Can I have a joint SMSF with my business partner or my spouse?
Yes, absolutely you can. There are two types of fund: a “Single Member Fund” and a “Multiple Member Fund”. The latter can include up 4 members.
What is a member?
A member of a super fund is someone who makes contributions and who will receive a benefit on retirement.
What is a trustee?
A SMSF trustee is the person responsible for making sure that the fund complies with all the regulations and is managed according to the funds investment strategy.
According to the rules, you can either have individual trustees or corporate trustees.
Can anyone be a SMSF trustee?
If your fund has individual trustees then all trustees must be members and vice versa.
Where a fund has a corporate trustee all members of the fund must be directors of the trustee company. (This means that anyone who cannot be a company director because they are banned by ASIC will be excluded from setting up a self managed super fund with corporate trustees.)
Should I have Individual Trustees or a Corporate Trustee?
An individual trustee structure is much simpler and therefore less expensive to operate. If you don’t envisage any changes to the members of the fund and you do not plan on borrowing money within the fund, then an individual trustee structure may be right for you.
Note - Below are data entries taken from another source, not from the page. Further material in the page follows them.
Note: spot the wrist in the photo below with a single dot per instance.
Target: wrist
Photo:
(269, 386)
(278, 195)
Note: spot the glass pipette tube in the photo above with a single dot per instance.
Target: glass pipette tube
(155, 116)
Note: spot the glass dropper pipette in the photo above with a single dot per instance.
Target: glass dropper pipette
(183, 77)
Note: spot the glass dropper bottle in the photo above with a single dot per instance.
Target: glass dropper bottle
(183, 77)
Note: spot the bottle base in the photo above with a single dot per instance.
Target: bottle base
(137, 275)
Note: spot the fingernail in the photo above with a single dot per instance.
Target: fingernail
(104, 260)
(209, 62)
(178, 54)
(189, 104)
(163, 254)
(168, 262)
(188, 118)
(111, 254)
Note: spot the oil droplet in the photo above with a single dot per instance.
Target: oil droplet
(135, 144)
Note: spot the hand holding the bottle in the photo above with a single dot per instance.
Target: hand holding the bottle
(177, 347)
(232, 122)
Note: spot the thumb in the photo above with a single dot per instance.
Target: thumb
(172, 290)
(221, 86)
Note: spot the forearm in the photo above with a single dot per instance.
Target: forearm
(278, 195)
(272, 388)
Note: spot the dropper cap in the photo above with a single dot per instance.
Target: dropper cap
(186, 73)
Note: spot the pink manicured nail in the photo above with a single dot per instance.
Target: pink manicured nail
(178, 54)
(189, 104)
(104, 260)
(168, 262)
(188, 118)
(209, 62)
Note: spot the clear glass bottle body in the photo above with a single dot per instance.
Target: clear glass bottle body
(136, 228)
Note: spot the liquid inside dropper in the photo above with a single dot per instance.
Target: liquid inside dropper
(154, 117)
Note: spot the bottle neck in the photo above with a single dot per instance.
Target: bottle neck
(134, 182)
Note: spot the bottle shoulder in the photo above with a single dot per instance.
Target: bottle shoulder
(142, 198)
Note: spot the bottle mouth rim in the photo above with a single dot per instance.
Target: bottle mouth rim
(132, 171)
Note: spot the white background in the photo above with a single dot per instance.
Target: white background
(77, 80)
While adding to the cost and complexity of your fund, a corporate trustee does offer some distinct advantages:
- Most banks require a corporate trustee arrangement before they will loan money to a SMSF;
- Your personal liability is reduced (although remember that you will be a director of the company, so you remain ultimately responsible);
- If the fund members change you won’t need to deal with name changes at the bank, share trading entities etc.
- If you ever breach the SIS Act, you will only have to pay one penalty to the ATO. (Hopefully that’s one advantage you never have to realise.)
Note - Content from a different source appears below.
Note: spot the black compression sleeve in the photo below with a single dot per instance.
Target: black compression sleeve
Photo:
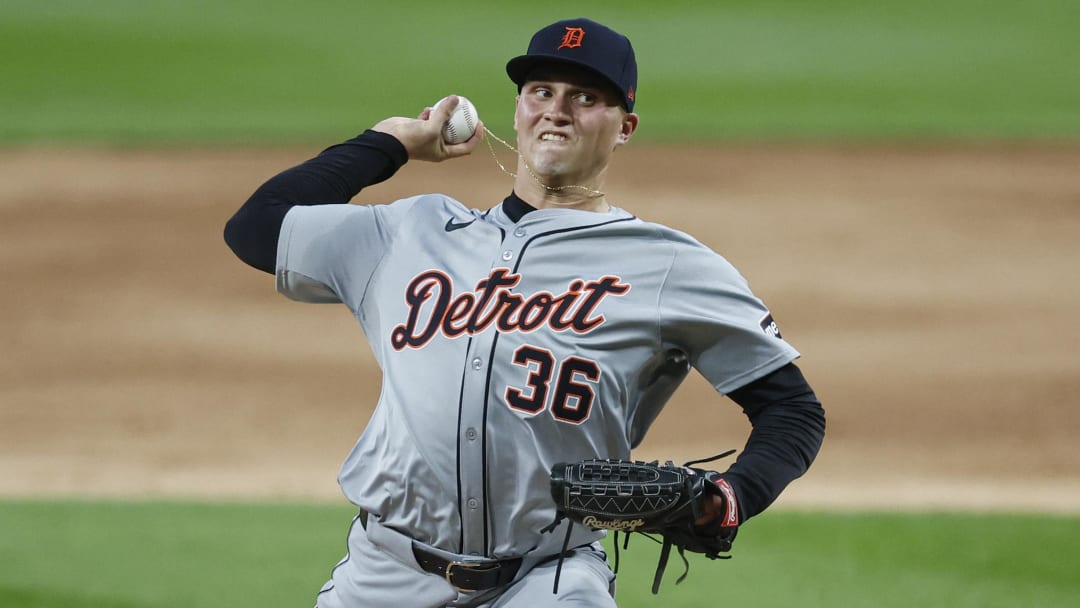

What can my SMSF invest in?
A SMSF can invest in most investment products including managed funds and direct assets such as shares, listed and unlisted, Australia and overseas, listed and unlisted property trusts, bonds and derivative products like warrants and options. An SMSF can also invest in real estate and collectibles.
The key tests as to whether an investment is allowed in a SMSF are:
“Arms Length” – is the asset separate from personal assets or those belonging to your business
“Sole Purpose Test” – is the asset used solely to provide benefits to you and other members during retirement or to benefit dependents if you die or become disabled?
Can a SMSF borrow money?
Since 2007 the laws have changed to allow a SMSF to borrow money to purchase an asset, but the rules are quite strict. There are three key rules:
- The borrowed money must be used to acquire a single asset, ie/ one property or a parcel of identical shares.
- The asset cannot be improved upon or replaced while the loan is outstanding. So you can’t borrow to facilitate property development.
- The asset purchased under a borrowing arrangement must be held in a specific holding trust until the loan is repaid, and only the asset held in trust can be used as security for the loan.
Can my SMSF provide insurance?
Yes, a SMSF can organise life and total & permanent disablement cover to insure members of the fund. The SMSF pays the cost of the insurance and then claims it as a tax deduction, which means insurance costs are more tax effective.